While the reviews ramp up, LDH says it plans to broaden provider verification efforts, run more targeted analysis of billing data and deepen coordination with state and federal fraud investigators, New Orleans CityBusiness reports. In its communication with CMS, the department signaled that it may request a temporary moratorium on new enrollments for durable-medical-equipment providers and home-health agencies. That kind of pause would not kick out providers who are already enrolled, but it could slow the entry of new players. Officials also point out that hospice providers are already under tighter rules in Louisiana because they must be enrolled in Medicare before they can enroll in Medicaid.

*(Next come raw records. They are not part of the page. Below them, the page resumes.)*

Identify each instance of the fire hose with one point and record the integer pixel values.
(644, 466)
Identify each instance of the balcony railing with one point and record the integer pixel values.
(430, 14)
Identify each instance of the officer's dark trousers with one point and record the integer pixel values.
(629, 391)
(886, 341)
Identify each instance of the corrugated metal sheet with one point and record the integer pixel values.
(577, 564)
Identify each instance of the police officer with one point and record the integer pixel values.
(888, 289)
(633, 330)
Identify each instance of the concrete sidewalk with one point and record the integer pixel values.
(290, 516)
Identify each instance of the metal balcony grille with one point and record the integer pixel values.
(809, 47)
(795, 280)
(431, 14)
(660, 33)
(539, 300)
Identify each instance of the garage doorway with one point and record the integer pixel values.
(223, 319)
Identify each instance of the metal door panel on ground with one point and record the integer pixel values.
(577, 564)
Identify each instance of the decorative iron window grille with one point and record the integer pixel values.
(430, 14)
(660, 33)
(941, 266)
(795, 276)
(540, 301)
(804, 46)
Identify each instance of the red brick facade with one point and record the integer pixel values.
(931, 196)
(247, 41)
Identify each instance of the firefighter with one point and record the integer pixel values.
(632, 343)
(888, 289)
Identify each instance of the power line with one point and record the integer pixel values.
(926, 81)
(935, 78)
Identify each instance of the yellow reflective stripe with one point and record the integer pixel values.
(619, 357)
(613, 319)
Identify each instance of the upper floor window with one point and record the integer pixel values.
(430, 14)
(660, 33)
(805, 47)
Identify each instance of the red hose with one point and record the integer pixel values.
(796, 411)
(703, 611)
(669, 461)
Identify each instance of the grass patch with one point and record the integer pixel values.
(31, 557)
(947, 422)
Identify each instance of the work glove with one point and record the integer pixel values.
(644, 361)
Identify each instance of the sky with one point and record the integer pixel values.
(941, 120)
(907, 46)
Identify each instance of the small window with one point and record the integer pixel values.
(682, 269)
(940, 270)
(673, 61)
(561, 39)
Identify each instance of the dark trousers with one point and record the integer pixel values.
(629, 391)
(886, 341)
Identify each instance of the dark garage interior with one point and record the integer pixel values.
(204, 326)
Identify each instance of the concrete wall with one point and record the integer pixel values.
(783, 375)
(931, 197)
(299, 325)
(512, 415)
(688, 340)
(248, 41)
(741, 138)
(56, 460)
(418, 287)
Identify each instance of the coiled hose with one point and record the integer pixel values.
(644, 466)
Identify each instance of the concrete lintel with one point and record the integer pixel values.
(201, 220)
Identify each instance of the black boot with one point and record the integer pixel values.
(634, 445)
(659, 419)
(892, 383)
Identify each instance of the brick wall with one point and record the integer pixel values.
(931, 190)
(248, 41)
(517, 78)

Legal exposure and enforcement

Under federal rules, states have a sizable toolbox to keep problem providers out of Medicaid. For those flagged as high risk, screening can involve fingerprint-based criminal history checks, cross-checks with federal databases and unannounced site visits, and states can remove providers that fail to satisfy enrollment standards (eCFR). Recent settlements and indictments in Louisiana show that providers found to have submitted false claims can be on the hook for civil repayment and potentially face criminal charges, a reality that is adding urgency to investigators’ calls for faster and tougher vetting (U.S. Attorney’s Office, W.D. La.).